Play Rugby USA is excited to announce the renewal of our partnership with New York City Department of Youth and Community Development (DYCD) to provide after-school rugby programming at the High School of World Cultures. Funded by a 21st Century Community Learning Centers (CCLC) grant, the 2019-2020 programming starts on Monday, September 9th, 2019.
To celebrate the third year of partnership with the High School of World Cultures, we wanted to feature this school and how Play Rugby is supporting its students!
High School of World Cultures (HSWC) is a public school in the South Bronx, a vibrant neighborhood where many residents are immigrants both old and new to the Big Apple. The school population reflects the diverse character of its neighborhood: many of the students are from recent immigrant families who have been in the country for less than one year. It’s a truly multi-ethnic and multi-lingual school.
Most HSWC students face financial and linguistic barriers: according to InsideSchools, 97% qualify for free or reduced lunch (meaning that they are at or below 130% of the poverty line) and 80% are English language learners. Despite the students’ lack of access, limited resources and language proficiency, HWSC’s administrators and teachers have been working passionately and creatively to improve the quality of learning for their students.

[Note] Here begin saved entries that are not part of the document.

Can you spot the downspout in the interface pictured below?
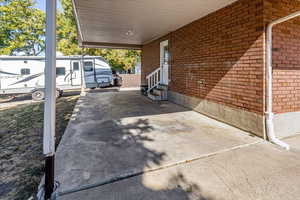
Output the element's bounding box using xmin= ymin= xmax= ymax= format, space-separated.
xmin=266 ymin=11 xmax=300 ymax=150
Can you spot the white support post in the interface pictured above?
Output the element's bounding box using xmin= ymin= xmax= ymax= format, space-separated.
xmin=151 ymin=76 xmax=153 ymax=89
xmin=80 ymin=51 xmax=86 ymax=96
xmin=44 ymin=0 xmax=57 ymax=199
xmin=148 ymin=78 xmax=150 ymax=92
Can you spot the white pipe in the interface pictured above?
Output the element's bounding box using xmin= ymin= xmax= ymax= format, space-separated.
xmin=265 ymin=11 xmax=300 ymax=150
xmin=44 ymin=0 xmax=57 ymax=156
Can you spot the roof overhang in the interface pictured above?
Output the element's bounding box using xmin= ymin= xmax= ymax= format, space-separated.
xmin=81 ymin=42 xmax=142 ymax=50
xmin=72 ymin=0 xmax=238 ymax=49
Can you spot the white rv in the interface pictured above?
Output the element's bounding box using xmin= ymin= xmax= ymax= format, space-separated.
xmin=0 ymin=56 xmax=113 ymax=100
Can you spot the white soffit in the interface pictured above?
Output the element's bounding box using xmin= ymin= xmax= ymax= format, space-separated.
xmin=73 ymin=0 xmax=238 ymax=48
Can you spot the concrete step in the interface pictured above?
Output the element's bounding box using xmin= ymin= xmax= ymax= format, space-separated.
xmin=153 ymin=88 xmax=164 ymax=96
xmin=157 ymin=84 xmax=168 ymax=90
xmin=147 ymin=92 xmax=162 ymax=101
xmin=153 ymin=89 xmax=168 ymax=100
xmin=147 ymin=84 xmax=168 ymax=101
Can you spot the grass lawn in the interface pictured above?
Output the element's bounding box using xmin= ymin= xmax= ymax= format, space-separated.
xmin=0 ymin=93 xmax=80 ymax=200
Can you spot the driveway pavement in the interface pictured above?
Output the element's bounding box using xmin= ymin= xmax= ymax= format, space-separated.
xmin=55 ymin=90 xmax=300 ymax=200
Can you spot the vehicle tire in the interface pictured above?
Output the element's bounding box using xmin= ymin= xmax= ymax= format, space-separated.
xmin=32 ymin=90 xmax=45 ymax=101
xmin=59 ymin=90 xmax=63 ymax=97
xmin=56 ymin=90 xmax=61 ymax=98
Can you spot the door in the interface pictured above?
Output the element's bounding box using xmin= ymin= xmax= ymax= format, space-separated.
xmin=83 ymin=60 xmax=98 ymax=88
xmin=160 ymin=40 xmax=169 ymax=85
xmin=71 ymin=61 xmax=81 ymax=86
xmin=56 ymin=66 xmax=67 ymax=86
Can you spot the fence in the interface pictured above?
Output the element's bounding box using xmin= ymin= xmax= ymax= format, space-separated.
xmin=119 ymin=74 xmax=141 ymax=89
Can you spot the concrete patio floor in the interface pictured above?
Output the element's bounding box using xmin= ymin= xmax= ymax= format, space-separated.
xmin=55 ymin=90 xmax=300 ymax=200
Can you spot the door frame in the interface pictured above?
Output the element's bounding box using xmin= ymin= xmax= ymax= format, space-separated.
xmin=160 ymin=40 xmax=169 ymax=85
xmin=70 ymin=60 xmax=81 ymax=86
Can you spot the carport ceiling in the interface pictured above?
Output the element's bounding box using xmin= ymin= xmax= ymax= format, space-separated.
xmin=72 ymin=0 xmax=238 ymax=49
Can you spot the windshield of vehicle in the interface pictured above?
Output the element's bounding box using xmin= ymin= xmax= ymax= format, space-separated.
xmin=84 ymin=61 xmax=94 ymax=72
xmin=96 ymin=69 xmax=112 ymax=76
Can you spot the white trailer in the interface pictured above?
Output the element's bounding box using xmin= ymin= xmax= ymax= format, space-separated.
xmin=0 ymin=56 xmax=113 ymax=100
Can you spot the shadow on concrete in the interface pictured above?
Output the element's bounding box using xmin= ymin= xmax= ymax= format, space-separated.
xmin=75 ymin=90 xmax=191 ymax=120
xmin=87 ymin=87 xmax=120 ymax=94
xmin=59 ymin=110 xmax=215 ymax=200
xmin=61 ymin=90 xmax=82 ymax=97
xmin=61 ymin=88 xmax=120 ymax=97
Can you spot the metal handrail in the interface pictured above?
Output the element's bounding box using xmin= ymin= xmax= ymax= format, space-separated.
xmin=146 ymin=67 xmax=160 ymax=79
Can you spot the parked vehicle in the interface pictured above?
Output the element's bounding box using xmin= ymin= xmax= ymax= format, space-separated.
xmin=112 ymin=69 xmax=122 ymax=86
xmin=0 ymin=56 xmax=113 ymax=100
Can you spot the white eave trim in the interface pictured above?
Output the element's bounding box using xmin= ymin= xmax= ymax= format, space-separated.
xmin=71 ymin=0 xmax=84 ymax=42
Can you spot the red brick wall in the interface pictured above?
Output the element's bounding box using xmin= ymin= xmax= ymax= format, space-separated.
xmin=141 ymin=35 xmax=170 ymax=85
xmin=119 ymin=74 xmax=141 ymax=88
xmin=264 ymin=0 xmax=300 ymax=113
xmin=142 ymin=0 xmax=265 ymax=114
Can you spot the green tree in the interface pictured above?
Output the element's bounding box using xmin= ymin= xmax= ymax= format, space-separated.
xmin=58 ymin=0 xmax=141 ymax=71
xmin=0 ymin=0 xmax=141 ymax=71
xmin=57 ymin=0 xmax=81 ymax=55
xmin=0 ymin=0 xmax=45 ymax=55
xmin=104 ymin=49 xmax=141 ymax=71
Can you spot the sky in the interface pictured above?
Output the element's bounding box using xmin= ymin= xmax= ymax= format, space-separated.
xmin=34 ymin=0 xmax=45 ymax=11
xmin=34 ymin=0 xmax=62 ymax=11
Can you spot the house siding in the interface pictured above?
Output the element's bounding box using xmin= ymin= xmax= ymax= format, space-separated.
xmin=169 ymin=0 xmax=265 ymax=115
xmin=141 ymin=0 xmax=265 ymax=137
xmin=263 ymin=0 xmax=300 ymax=138
xmin=264 ymin=0 xmax=300 ymax=114
xmin=142 ymin=0 xmax=265 ymax=114
xmin=141 ymin=35 xmax=170 ymax=85
xmin=141 ymin=0 xmax=300 ymax=137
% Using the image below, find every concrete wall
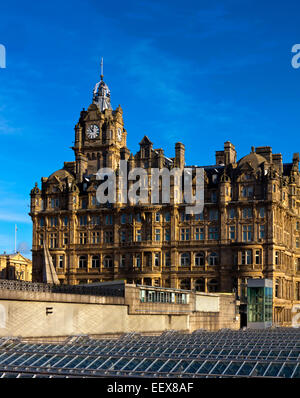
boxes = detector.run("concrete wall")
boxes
[0,286,239,338]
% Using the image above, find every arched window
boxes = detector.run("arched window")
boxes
[208,252,219,266]
[195,252,205,266]
[195,278,205,292]
[180,253,190,266]
[180,279,191,290]
[79,255,87,268]
[92,255,100,268]
[103,255,113,268]
[208,279,219,293]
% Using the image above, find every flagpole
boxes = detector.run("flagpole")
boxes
[15,224,17,253]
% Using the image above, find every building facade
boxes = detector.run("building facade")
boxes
[0,252,32,281]
[29,68,300,326]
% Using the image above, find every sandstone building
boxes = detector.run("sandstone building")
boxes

One of these creative solutions is the partnership with Play Rugby. Our after-school rugby program is uniquely well-suited to support their students for three reasons:
First, we are a Sports Based Youth Development organization that uses rugby as a vehicle to teach core values and life skills to students to help them excel in all aspects of their lives: in the classroom, on the field and out in their communities. To achieve this goal, our Youth Development Mentors (YDMs) form vital connections with our students. Often acting as their biggest cheerleaders, our YDMs are more than rugby coaches. They truly believe that every student has the potential to thrive academically, emotionally and athletically with the right guidance and support.
The benefits of role models who create vital connections with students is well documented. For example, a recent study has shown that role models have a significant positive impact on the success of teenagers regardless of their risk factors, income or ethnicity.
Second, rugby is an inherently inclusive, international team sport that encourages cooperation.
“Rugby is egalitarian – everyone plays offense and defense, everyone has to be able to pass and run the ball.”— Wil Snape-Rogers, Executive Director, Play Rugby USA
This means that every player has equal responsibility to the team. To succeed in such a game where every players’ action matters equally, cooperation and trust among teammates are absolutely necessary. Additionally, rugby is a truly international sport. More than 120 countries play rugby which means that students who learn the sport are welcomed into a global community! Not only could students connect over rugby with their friends within our programs but to the whole wide world of players from all walks of life.
Play Rugby’s YDMs are well-aware of this unique power of rugby, which builds camaraderie among diverse groups of people. For example, Jahquar, a former program student and current YDM, has shared how connections forged from rugby changed his own life. Such connections forged in academic and communal settings have shown to have positive, long-term effects on teenagers.
Third, Play Rugby is a non-profit dedicated to providing a high quality learning environment for ALL students regardless of their income or background. In a world where access to youth sports is becoming more and more limited to those with parents who can afford to pay, organizations like Play Rugby play a vital role in providing life-changing activities for students regardless of their background.
“Unlike in the classroom, where some students struggle more than others, Play Rugby becomes a level playing field where all students have the opportunity to learn a new sport through trial and error that challenges them physically, socially and emotionally. At the end of the game, they are exhausted but, have smiles on their faces.”– Matilde Cruz, Community School Director, HSWC
Students at HSWC may come from different backgrounds but one thing is for sure: they can play rugby with us to learn, grow and succeed.